The kidney metabolic network (center), represented in Cytoscape v3.7.1 shows 50 clusters detected by spectral clustering. The KEGG terms for the enzymes belonging to the clustered nodes were enriched using the clusterProfiler package [41] in R. Insets in the periphery show details of 28 clusters derived from the network, where n is the number of nodes and cl is the cluster number. The first KEGG term significantly enriched by individual clusters is shown above each inset

Performance results

Several metrics exist for clustering. In the experiments, we consider an extended set of metrics often adopted for clustering evaluation [29, 3538], to allow easier comparison with existing and newly proposed methods. They are described in detail in the Additional file 5 and summarized in Table 3, where we report their name (column Name), abbreviation (column Acronym), definition (column Computed as), possible values (column Codomain), and whether they should be minimized () or maximized () to have more accurate results (column Better if). Matlab scripts used for clustering evaluation are provided as Additional file 6.

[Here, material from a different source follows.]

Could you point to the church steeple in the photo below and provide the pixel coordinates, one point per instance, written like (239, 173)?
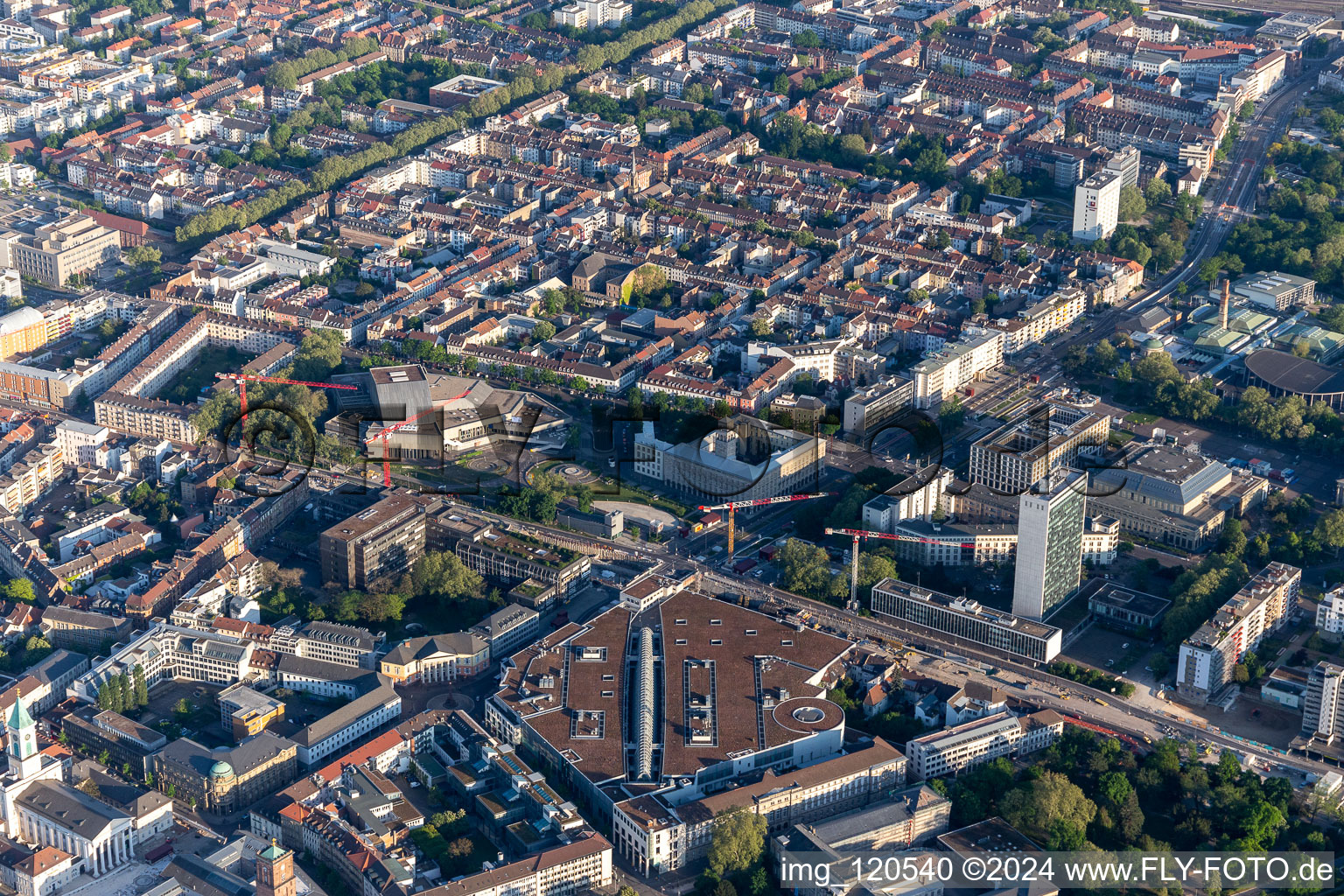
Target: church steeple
(23, 742)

Table 3 Metrics adopted for clustering evaluation

Performance results for the four datasets are reported in Table 4. Here, “Expression” refers to results achieved by spectral clustering applied to the gene expression data obtained in the first step of the proposed approach, “Whole graph” refers to results obtained by spectral clustering on the distance matrices of the networks constructed in the second step, and “Summarized graph” refers to the results achieved by the proposed simplified approach.

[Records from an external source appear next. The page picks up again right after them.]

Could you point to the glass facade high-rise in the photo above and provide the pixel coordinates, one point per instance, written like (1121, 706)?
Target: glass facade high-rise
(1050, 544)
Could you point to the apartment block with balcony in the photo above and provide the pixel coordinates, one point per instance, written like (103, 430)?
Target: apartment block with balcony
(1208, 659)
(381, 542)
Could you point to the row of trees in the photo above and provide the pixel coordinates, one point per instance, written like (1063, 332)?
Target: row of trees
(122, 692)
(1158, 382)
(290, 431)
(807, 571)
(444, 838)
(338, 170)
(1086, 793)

Table 4 Performance of spectral clustering algorithm on the four datasets

For the Breast Microarray dataset, we observe that clustering gene expression data leads to poor overall performance. Indeed, RI values below 50% reveal very low accuracy and negative ARI values reveal that accuracy is even lower than the one that could be obtained by a random partitioning. At the same time, more than 50% of the times the wrong decision is taken (MR=52.72%). Similarly, all the other metrics confirm poor performance. This can be ascribed to the microarray technology used to quantify the gene expression, which is known to be less sensible for slight differences in expression measurements compared to the RNA-seq method used for the other datasets. Moreover, Bartlet et al. [39] investigated the classification of breast cancer into intrinsic molecular subtypes, showing that the classifications obtained using different tests were discordant in 40.7% of the studied cases. This could also justify the poor results obtained for clustering the raw expression data from the Breast RNAseq dataset. On the other side, we observe fairly improved performance for the Breast Microarray dataset when using both whole and summarized graph data. This may mean that considering metabolic interactions, rather than raw data, can help in capturing the differences between breast cancer subtypes.

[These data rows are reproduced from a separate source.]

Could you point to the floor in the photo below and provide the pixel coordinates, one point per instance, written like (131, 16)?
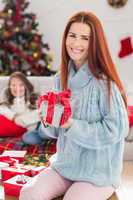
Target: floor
(125, 192)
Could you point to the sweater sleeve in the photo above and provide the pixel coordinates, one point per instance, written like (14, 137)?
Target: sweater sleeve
(28, 118)
(7, 112)
(110, 129)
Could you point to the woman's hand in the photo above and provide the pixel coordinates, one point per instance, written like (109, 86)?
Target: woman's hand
(68, 124)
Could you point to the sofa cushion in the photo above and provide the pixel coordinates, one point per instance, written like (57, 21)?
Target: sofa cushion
(9, 128)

This also holds true for the case of the Breast RNAseq dataset, even though with a small improvement as compared to the case of gene expression data.

For the Lung and Kidney datasets, clustering of raw data leads to quite high performance, as witnessed by low values of MR and high values for all the other performance metrics. Comparable performance is achieved using whole graphs, slightly better than using summarized graphs.

For all the datasets, the execution times for computing the distance matrices for summarized graphs strongly decrease (≈ 35 times less of the execution times for whole graphs).

Therefore, we can conclude that the proposed simplification proves to be beneficial for clustering “difficult” high-throughput data (e.g., those coming from imprecise technologies or having rather uncertain ground truth classification) and only minimally detrimental in the other cases. In all cases, it allows a strong reduction in execution times, making it feasible for big data analyses.

Visual exploratory analyses

T-distributed Stochastic Neighbor Embedding (t-SNE) is a nonlinear dimensionality reduction technique that allows embedding of high-dimensional data for visualization in a low-dimensional space [40]. It models each high-dimensional sample by a two- or three-dimensional point in such a way that similar samples are modeled by nearby points and dissimilar samples are modeled by distant points with high probability. It is capable of retaining the local structure of the high-dimensional data, while also revealing some important global structure, such as the presence of clusters at several scales.

Figure 4 provides visual representations of the Kidney data mapped into the 2D Euclidean space by t-SNE. Data are colored to reflect the ground truth classification (left column) and the clustering results (right column).

Fig. 4

Kidney dataset t-SNE representation of gene expression data a and distance matrices obtained from whole b and summarized c graphs. The panel on the left shows the ground truth labels of the different classes and the right panel shows the labels assigned by spectral clustering

The top row of Fig. 4 reports the visual representation for the gene expression data. Here, three clusters are obtained, basically consistent with the ground truth classification (left column). Only a few embedded points corresponding to ccRCC appear close to the PRCC cluster and vice versa. Moreover, a small of group of embedded points from the two carcinoma classes appears close to the solid tissue normal class. These few visual anomalies also reflect in the clustering results (right column), where the three clusters appear more uniform that the ground truth (i.e., no red point in the center of the blue cluster and no blue points in the center of the red cluster), consistently with the visual judgement.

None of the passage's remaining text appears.